L’offre de Karaibes Eco Rayonnance Consulting LDT n’a pas eu à être écartée puisque le tribunal a été informé du désistement du candidat. S'agissant de l'offre de la société Aerostravia Rent, le tribunal relève qu'elle ne porte que sur des actifs isolés, en l’occurrence un contrat recouvrant un aéronef et des stocks techniques. Les magistrats ont estimé que cette offre, ne prévoyant aucun maintien d'emploi, est « totalement dépourvue de volet social » et ne répond à aucun des objectifs légaux de la cession d'entreprise. Elle a donc été rejetée.
Enfin, l’offre du consortium Pewen. « Si elle présente un projet industriel structuré, force est de constater qu’elle se heurte à des obstacles financiers et légaux insurmontables », est-il précisé dans le jugement. La reprise de seulement 13 salariés sur 116 n’a évidemment pas aidé à convaincre les magistrats du tribunal mixte de commerce. L’absence de garantie quant à la reprise de nombreux employés à mesure que l’activité de la nouvelle compagnie se renforcera non plus. De plus, le jugement mentionne le fait que « le candidat ne prend pas suffisamment la mesure des difficultés posées par la procédure ainsi que par les conditions à remplir pour l’obtention des autorisations et licences administratives nécessaires à l’exploitation de l’activité ».

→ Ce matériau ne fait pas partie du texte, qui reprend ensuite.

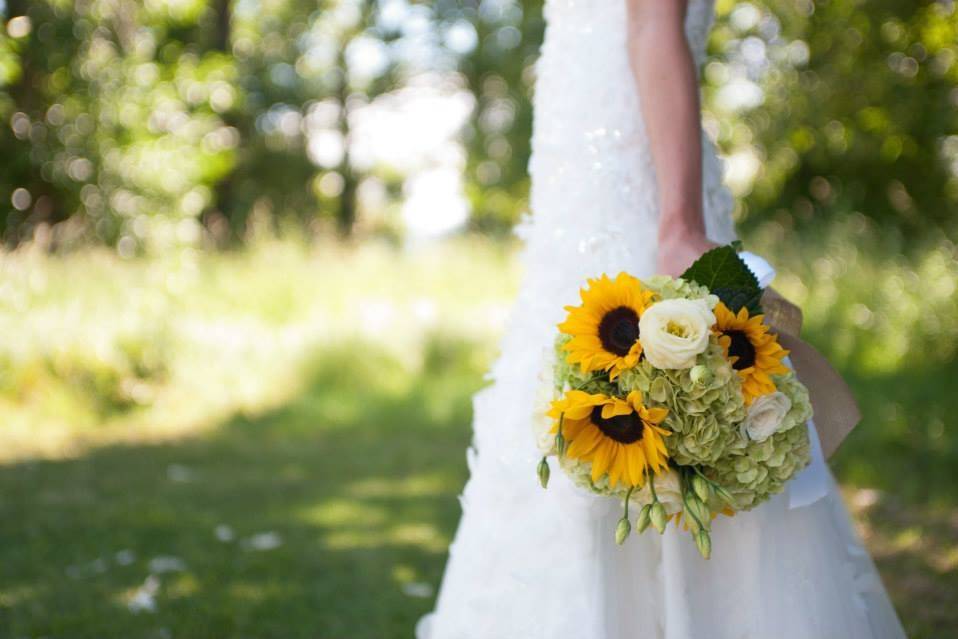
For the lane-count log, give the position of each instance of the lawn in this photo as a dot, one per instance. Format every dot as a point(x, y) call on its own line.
point(270, 443)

Par conséquent, les offres de reprises ont été rejetée et la compagnie Air Antilles placée en liquidation judiciaire. La SCP BR Associés a été désignée comme mandataire judiciaire en qualité de liquidateur. Le liquidateur procédera aux opérations en même temps qu'il achèvera, éventuellement, la vérification des créances et qu'il établira l'ordre des créanciers.
La Collectivité territoriale de Saint-Martin, actionnaire majoritaire, a investi plus de 16 millions d’euros dans la compagnie depuis sa reprise partielle, fin septembre 2023.